Endogenous Sex Hormones and Incident Cardiovascular Disease in Post-Menopausal Women

Di Zhao; Eliseo Guallar; Pamela Ouyang; Vinita Subramanya; Dhananjay Vaidya; Chiadi E. Ndumele; Joao A. Lima; Matthew A. Allison; Sanjiv J. Shah; Alain G. Bertoni; Matthew J. Budoff; Wendy S. Post; Erin D. Michos

doi:10.1016/j.jacc.2018.01.083

Endogenous Sex Hormones and Incident Cardiovascular Disease in Post-Menopausal Women

Di Zhao, Eliseo Guallar, Pamela Ouyang, Vinita Subramanya, Dhananjay Vaidya, Chiadi E. Ndumele, Joao A. Lima, Matthew A. Allison, Sanjiv J. Shah, Alain G. Bertoni, Matthew J. Budoff, Wendy S. Post, Erin D. Michos

Research output: Contribution to journal › Article › peer-review

88 Scopus citations

Abstract

Background: Higher androgen and lower estrogen levels are associated with cardiovascular disease (CVD) risk factors in women. However, studies on sex hormones and incident CVD events in women have yielded conflicting results. Objectives: The authors assessed the associations of sex hormone levels with incident CVD, coronary heart disease (CHD), and heart failure (HF) events among women without CVD at baseline. Methods: The authors studied 2,834 post-menopausal women participating in the MESA (Multi-Ethnic Study of Atherosclerosis) with testosterone, estradiol, dehydroepiandrosterone, and sex hormone binding globulin (SHBG) levels measured at baseline (2000 to 2002). They used Cox hazard models to evaluate associations of sex hormones with each outcome, adjusting for demographics, CVD risk factors, and hormone therapy use. Results: The mean age was 64.9 ± 8.9 years. During 12.1 years of follow-up, 283 CVD, 171 CHD, and 103 HF incident events occurred. In multivariable-adjusted models, the hazard ratio (95% confidence interval [CI]) associated with 1 SD greater log-transformed sex hormone level for the respective outcomes of CVD, CHD, and HF were as follows: total testosterone: 1.14 (95% CI: 1.01 to 1.29), 1.20 (95% CI: 1.03 to 1.40), 1.09 (95% CI: 0.90 to 1.34); estradiol: 0.94 (95% CI: 0.80 to 1.11), 0.77 (95% CI: 0.63 to 0.95), 0.78 (95% CI: 0.60 to 1.02); and testosterone/estradiol ratio: 1.19 (95% CI: 1.02 to 1.40), 1.45 (95% CI: 1.19 to 1.78), 1.31 (95% CI: 1.01 to 1.70).
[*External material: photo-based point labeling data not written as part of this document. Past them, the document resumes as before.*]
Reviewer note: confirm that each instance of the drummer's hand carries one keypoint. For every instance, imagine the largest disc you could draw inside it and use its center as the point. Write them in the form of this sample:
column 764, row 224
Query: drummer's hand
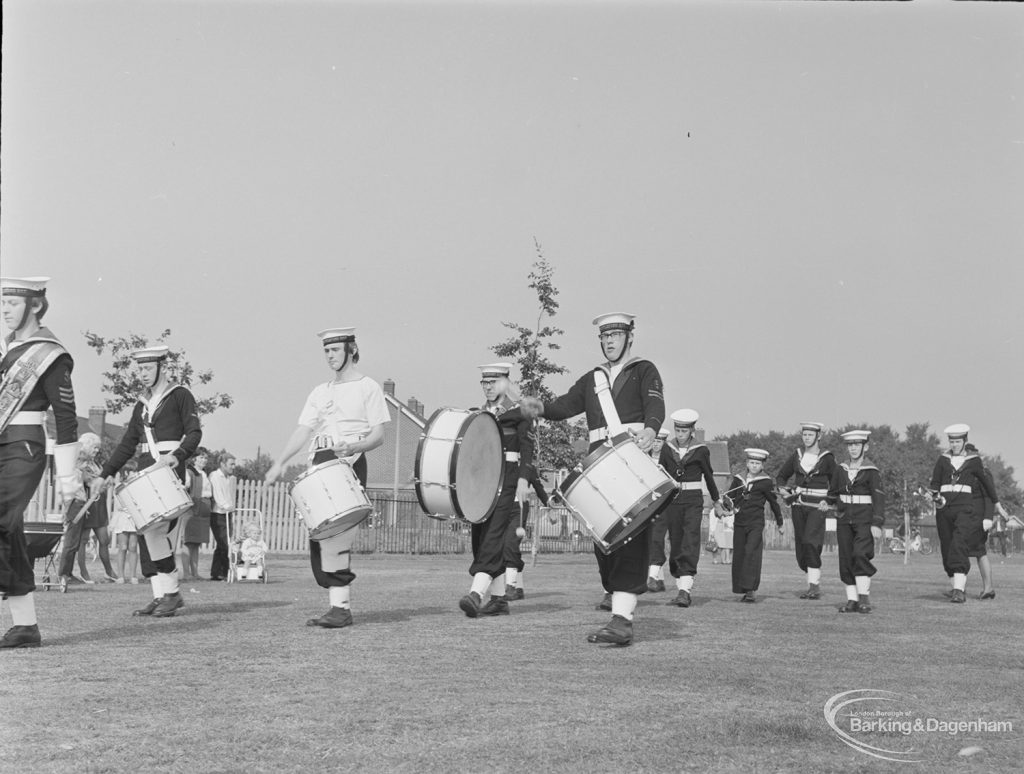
column 521, row 490
column 272, row 475
column 645, row 438
column 531, row 407
column 168, row 461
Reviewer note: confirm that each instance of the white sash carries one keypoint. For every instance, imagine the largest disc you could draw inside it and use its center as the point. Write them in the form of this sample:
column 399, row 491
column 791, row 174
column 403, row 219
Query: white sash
column 603, row 390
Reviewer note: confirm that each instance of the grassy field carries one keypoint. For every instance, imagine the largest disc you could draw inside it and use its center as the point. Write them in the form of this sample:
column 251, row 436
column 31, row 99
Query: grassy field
column 238, row 682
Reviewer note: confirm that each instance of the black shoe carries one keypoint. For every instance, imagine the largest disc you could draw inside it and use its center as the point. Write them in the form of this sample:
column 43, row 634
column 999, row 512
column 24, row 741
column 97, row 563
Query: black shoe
column 496, row 606
column 168, row 605
column 470, row 604
column 336, row 617
column 22, row 637
column 682, row 599
column 813, row 592
column 619, row 631
column 147, row 610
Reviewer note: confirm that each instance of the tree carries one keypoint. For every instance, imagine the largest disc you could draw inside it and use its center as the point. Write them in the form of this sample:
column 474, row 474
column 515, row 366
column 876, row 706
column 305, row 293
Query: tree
column 123, row 386
column 558, row 443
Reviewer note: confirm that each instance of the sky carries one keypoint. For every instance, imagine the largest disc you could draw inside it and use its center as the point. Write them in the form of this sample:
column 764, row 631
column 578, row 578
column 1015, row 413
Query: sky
column 812, row 208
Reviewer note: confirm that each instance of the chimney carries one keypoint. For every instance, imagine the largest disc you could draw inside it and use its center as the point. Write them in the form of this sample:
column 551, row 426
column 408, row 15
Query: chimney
column 97, row 420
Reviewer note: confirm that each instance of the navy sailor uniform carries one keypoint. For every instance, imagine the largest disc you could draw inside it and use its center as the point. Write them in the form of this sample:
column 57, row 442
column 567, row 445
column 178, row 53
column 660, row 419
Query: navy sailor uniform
column 954, row 523
column 684, row 514
column 23, row 458
column 860, row 503
column 638, row 398
column 750, row 497
column 494, row 550
column 176, row 429
column 811, row 486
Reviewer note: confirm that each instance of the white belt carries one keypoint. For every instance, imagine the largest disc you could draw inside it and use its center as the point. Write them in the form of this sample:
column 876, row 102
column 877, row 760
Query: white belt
column 812, row 492
column 955, row 487
column 28, row 418
column 856, row 499
column 162, row 446
column 602, row 432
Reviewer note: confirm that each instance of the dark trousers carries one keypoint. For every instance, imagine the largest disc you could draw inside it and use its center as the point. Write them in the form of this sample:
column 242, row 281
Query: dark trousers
column 626, row 568
column 658, row 528
column 808, row 535
column 73, row 538
column 748, row 546
column 513, row 543
column 684, row 535
column 856, row 549
column 219, row 567
column 487, row 538
column 953, row 523
column 22, row 466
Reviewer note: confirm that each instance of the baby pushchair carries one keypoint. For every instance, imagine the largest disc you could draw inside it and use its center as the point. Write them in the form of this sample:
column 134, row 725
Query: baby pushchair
column 249, row 564
column 43, row 540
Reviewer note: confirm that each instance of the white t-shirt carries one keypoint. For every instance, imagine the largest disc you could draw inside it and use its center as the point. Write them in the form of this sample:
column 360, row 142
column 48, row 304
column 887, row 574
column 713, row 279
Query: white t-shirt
column 344, row 411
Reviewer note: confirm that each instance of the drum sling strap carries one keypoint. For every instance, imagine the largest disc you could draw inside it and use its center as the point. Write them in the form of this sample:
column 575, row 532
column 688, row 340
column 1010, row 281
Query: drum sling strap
column 19, row 380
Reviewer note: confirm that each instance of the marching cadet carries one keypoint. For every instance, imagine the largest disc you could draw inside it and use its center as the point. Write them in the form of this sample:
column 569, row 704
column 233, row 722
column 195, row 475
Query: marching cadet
column 688, row 463
column 494, row 549
column 35, row 375
column 166, row 422
column 342, row 419
column 624, row 390
column 516, row 530
column 811, row 470
column 750, row 493
column 954, row 478
column 856, row 488
column 981, row 521
column 658, row 529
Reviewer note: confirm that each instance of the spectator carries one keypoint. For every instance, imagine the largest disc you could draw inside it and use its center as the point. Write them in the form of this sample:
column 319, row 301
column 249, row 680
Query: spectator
column 223, row 505
column 197, row 531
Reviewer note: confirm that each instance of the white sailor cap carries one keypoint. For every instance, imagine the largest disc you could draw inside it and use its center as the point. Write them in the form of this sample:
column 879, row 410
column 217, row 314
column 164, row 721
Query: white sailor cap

Dehydroepiandrosterone and SHBG levels were not associated with these outcomes. Conclusions: Among post-menopausal women, a higher testosterone/estradiol ratio was associated with an elevated risk for incident CVD, CHD, and HF events, higher levels of testosterone associated with increased CVD and CHD, whereas higher estradiol levels were associated with a lower CHD risk. Sex hormone levels after menopause are associated with women's increased CVD risk later in life.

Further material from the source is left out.